According to Gates, “globally, women spend an average of 4.5 hours a day on unpaid work. Men spend less than half that much time.” The unpaid labor gap is especially large in poor countries. “In India, to take one example, women spend about six hours, and men spend less than one hour,” she writes.
And when women are too busy cleaning and cooking, they have less time for paid work. Girls in many countries fall behind in school because they're swamped with tedious chores. Gates writes that reducing women’s unpaid labor from five hours per day to three can increase a country’s female labor-force participation rate by 10 percent. If women participated in the economy at the same levels as men, she writes, global GDP could increase by 12 percent.

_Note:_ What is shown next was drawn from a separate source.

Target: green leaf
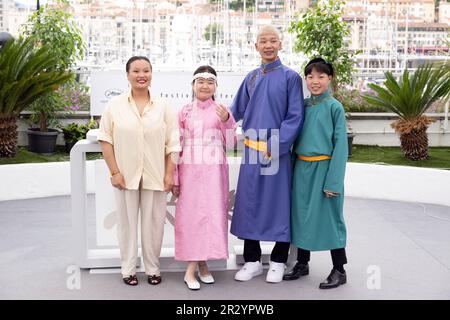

The other portion of the letter this year—Bill’s half—concerns the need for new and reliable forms of clean energy. Melinda Gates told me energy can also play a role in fixing the female time-poverty problem, particularly in the developing world. Given all the hours women in developing countries spend collecting water, for example, “if women had access to clean water, it changes everything about their time.” She says new types of stoves and other inventions could also help.
At the national level, she recommends stronger family—not “maternity”—leave policies, as well as more resources devoted to women’s health.
Couples should start having conversations about how they can redistribute unpaid chores more fairly, Gates says. That means more American dads pushing vacuum cleaners, and more husbands like one Gates met in Tanzania, who volunteered to help his wife fetch water.
In some cases, men will be better suited to doing these chores because they’re physically stronger. Other times, they’ll have to sacrifice some free time.
“I talked to men in the developing world, and they would say, ‘When I pull water out of the well, it's less labor for me than my wife,’” Gates said. “It does mean sometimes giving up leisure activities, but it means women have time to participate in economy.”
As many a sleep-deprived mom can attest, the “redistribution” piece of the puzzle will be hard to accomplish. In the U.S., the gender-chore gap has barely budged in over a decade.
For those who think it can’t be done, Gates offers an example from her personal life. Though Bill and the couples’ children would always help with after-dinner cleanup, she nevertheless was always the last person left in the kitchen, “doing those last few little things.”
Finally, she issued an edict: No one leaves the kitchen until mom does.
“Guess what?” she said. “It all got done a lot faster.”